Open wangjun-0 opened 1 year ago
@wangjun-0, yes, it should be 0. Can you print(sim) and see if all quantizers are using symmetric mode?
@quic-mangal ,Thanks for your answer. When I print(sim), it prints <aimet_tensorflow.keras.quantsim.QuantizationSimModel object at 0x7fd4205a0a30>. So I can not see the details.
My quantsim config file like this: { "defaults": { "ops": { "is_output_quantized": "True", "is_symmetric": "False" }, "params": { "is_quantized": "True", "is_symmetric": "True" }, "strict_symmetric": "False", "per_channel_quantization": "False" },
"params": { "weight": { "is_quantized": "True", "is_symmetric": "True" }, "bias": { "is_quantized": "True", "is_symmetric": "True" } },
"op_type": { "Squeeze": { "is_output_quantized": "True" }, "Pad": { "is_output_quantized": "True" }, "Mean": { "is_output_quantized": "True" } },
"supergroups": [ ],
"model_input": { "is_input_quantized": "True" },
"model_output": { "is_output_quantized": "True" }
After running sim.compute_encodings() and sim.export(), it generated a float point model and a encoding file.
The param_encodings of encoding file like this: param_encodings: conv1_conv/bias:0:
is_symmetric is True, the offset is -128.

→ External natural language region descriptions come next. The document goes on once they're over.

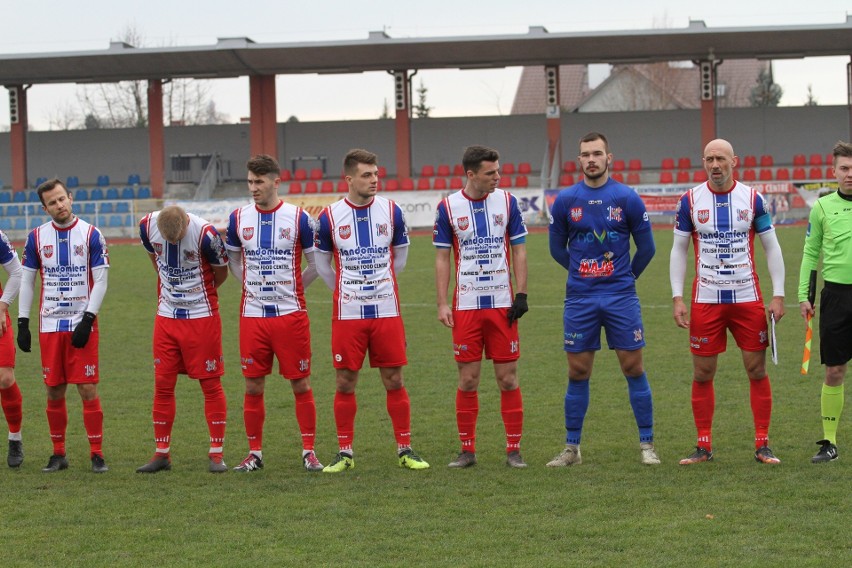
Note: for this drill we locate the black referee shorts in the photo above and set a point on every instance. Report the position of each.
(835, 324)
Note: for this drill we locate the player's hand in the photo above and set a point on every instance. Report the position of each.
(445, 315)
(519, 307)
(679, 312)
(81, 333)
(25, 340)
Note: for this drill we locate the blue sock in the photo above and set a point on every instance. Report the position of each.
(643, 406)
(576, 405)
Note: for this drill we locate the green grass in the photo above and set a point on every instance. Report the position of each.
(609, 511)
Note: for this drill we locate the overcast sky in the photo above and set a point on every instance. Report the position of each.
(61, 26)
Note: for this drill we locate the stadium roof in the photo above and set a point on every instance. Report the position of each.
(234, 57)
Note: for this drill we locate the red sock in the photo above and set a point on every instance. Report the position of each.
(467, 410)
(93, 421)
(163, 412)
(345, 407)
(761, 409)
(512, 409)
(57, 422)
(11, 400)
(703, 406)
(216, 412)
(399, 409)
(306, 416)
(254, 414)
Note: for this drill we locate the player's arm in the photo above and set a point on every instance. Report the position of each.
(442, 283)
(677, 273)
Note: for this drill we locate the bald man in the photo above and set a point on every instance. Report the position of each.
(721, 217)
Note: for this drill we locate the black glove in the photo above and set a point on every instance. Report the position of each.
(25, 340)
(81, 333)
(519, 307)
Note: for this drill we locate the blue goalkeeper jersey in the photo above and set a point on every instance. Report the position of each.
(595, 225)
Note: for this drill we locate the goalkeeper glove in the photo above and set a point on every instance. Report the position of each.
(25, 340)
(519, 307)
(81, 333)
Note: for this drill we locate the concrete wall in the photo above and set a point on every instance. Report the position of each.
(649, 136)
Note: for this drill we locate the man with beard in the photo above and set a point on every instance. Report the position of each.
(591, 224)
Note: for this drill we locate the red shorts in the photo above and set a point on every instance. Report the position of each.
(384, 337)
(708, 325)
(286, 337)
(490, 328)
(7, 345)
(188, 346)
(63, 363)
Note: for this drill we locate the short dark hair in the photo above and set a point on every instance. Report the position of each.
(263, 165)
(475, 155)
(50, 185)
(592, 136)
(358, 156)
(842, 150)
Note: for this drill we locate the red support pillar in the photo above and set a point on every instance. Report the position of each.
(156, 144)
(402, 88)
(18, 135)
(263, 126)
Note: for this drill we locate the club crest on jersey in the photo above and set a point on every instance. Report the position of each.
(576, 214)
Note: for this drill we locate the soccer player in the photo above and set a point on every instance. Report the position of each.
(591, 224)
(481, 223)
(368, 238)
(265, 242)
(10, 394)
(72, 259)
(721, 217)
(829, 227)
(191, 263)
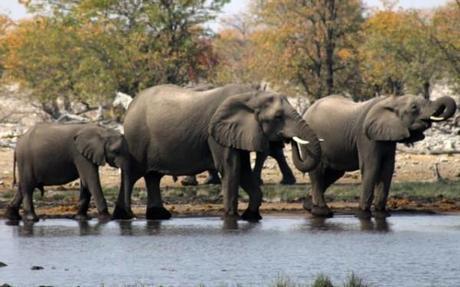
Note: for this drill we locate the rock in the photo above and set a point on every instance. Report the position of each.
(37, 267)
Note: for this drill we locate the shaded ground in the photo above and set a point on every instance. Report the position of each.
(415, 188)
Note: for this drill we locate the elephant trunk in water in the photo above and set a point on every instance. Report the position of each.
(442, 109)
(305, 156)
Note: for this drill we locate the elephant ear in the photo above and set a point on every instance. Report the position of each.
(90, 143)
(235, 124)
(382, 123)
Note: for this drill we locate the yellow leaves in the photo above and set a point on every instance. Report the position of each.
(344, 54)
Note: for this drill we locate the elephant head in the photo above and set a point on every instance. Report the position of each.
(405, 118)
(249, 121)
(101, 145)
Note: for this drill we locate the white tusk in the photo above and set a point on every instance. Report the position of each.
(436, 119)
(300, 151)
(300, 141)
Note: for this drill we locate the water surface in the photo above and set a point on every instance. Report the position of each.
(403, 251)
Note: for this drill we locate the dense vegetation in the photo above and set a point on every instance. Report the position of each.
(85, 51)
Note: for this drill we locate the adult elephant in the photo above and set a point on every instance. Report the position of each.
(275, 151)
(364, 136)
(175, 131)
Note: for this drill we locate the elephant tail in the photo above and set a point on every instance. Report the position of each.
(42, 190)
(14, 169)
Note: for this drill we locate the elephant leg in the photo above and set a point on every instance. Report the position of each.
(259, 164)
(288, 177)
(249, 183)
(155, 208)
(231, 182)
(89, 176)
(123, 205)
(12, 210)
(213, 177)
(227, 161)
(189, 180)
(83, 205)
(321, 178)
(382, 188)
(369, 174)
(27, 190)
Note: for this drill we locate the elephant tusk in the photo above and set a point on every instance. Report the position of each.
(300, 141)
(300, 151)
(437, 119)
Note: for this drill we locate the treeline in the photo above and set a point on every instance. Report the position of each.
(87, 50)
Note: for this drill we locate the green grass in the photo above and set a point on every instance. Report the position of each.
(284, 281)
(416, 191)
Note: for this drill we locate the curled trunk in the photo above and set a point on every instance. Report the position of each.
(444, 108)
(306, 156)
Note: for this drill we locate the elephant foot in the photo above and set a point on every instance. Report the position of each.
(30, 217)
(307, 204)
(104, 216)
(212, 180)
(12, 213)
(381, 213)
(324, 212)
(122, 213)
(157, 213)
(251, 215)
(82, 217)
(259, 181)
(363, 214)
(189, 181)
(230, 216)
(288, 180)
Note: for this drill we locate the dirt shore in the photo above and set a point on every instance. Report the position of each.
(416, 188)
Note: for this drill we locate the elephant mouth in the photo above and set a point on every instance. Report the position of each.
(415, 135)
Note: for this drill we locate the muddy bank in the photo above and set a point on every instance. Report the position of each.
(406, 197)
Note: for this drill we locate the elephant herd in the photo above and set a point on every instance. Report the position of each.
(169, 130)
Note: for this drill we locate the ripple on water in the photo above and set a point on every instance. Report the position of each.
(402, 251)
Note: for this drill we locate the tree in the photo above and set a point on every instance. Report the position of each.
(5, 25)
(398, 53)
(310, 44)
(87, 50)
(445, 35)
(234, 49)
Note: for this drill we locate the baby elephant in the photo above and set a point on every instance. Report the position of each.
(55, 154)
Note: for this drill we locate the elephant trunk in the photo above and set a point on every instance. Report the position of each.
(442, 109)
(306, 156)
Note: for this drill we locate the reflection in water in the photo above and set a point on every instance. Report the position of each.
(325, 224)
(232, 224)
(190, 251)
(127, 228)
(378, 224)
(86, 228)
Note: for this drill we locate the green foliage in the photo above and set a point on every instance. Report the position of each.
(322, 281)
(87, 50)
(355, 281)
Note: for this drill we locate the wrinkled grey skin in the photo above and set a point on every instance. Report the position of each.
(275, 151)
(54, 154)
(364, 136)
(176, 131)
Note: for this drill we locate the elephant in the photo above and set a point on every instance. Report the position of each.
(176, 131)
(275, 151)
(54, 154)
(363, 136)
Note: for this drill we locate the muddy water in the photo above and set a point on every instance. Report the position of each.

I want to know how can I get the fix point values using the exporting float point model and encoding file?
Oh, I should have asked which Framework are you using. I was assuming PyTorch.
The quantsim is a simulator, so when you export we expect that you will take the models + encodings to target. To get back a quantized model, you can create a sim again and unfortunately for Keras we don't have a similar API like load_encodings_to_sim supported. So you will have to compute the encodings again.
@quic-mangal Thanks for your answer. I am using Keras model for quantization. It works fine. Now I can quantize the Keras model. Can I use the exporting float point model and encoding file to get fix point model that the model is not a sim just a Keras model like fix point model?
Can I use the exporting float point model and encoding file to get fix point model that the model is not a sim just a Keras model like fix point model?
It is not possible to do that using AIMET currently. You can manage to quantize the weights by using the encodings but you won't be able to do much for the output/activations.
Linking QNN, if that is something that will be applicable for your use case- https://developer.qualcomm.com/software/qualcomm-neural-processing-sdk
@wangjun-0 To answer your previous question, adding to what @quic-mangal said, the offset is actually quantized value corresponding to floating value 0.0 and we want to get our data in the range of [0, 2^bitwidth- 1], So if the data has negative values, then it is used to offset the range. For example, in your case, the offset is -128, then for the range (-127, 127), the negative values let's say from -127 to -1 will be mapped to 1(-127 - (-128)) to 127(-1 - (-128)) and positive values from 0 to 127 will be mapped to 128(0 - (-128)) to 255 (127 - (-128)).
@quic-hitameht Thank you for your answer. I think symmetric quantization quantizes the float values to [-127,128] and asymmetric quantization quantizes the float values to [0, 255]. But from your answer the quantized values are [0,255], so it can not distinguish symmetric and asymmetric quantization. Can you give me a sample for symmetric and asymmetric quantization and give me the formula for symmetric and asymmetric quantization? So I can understand the quantization details. Thanks.
I used AIMET quantize the model. When is_symmetric of Quantization Simulation Configuration file is True, the encoding file of quantization result is not 0. It is -128.
Can you tell me the reason? I think offset is always 0 when using symmetric.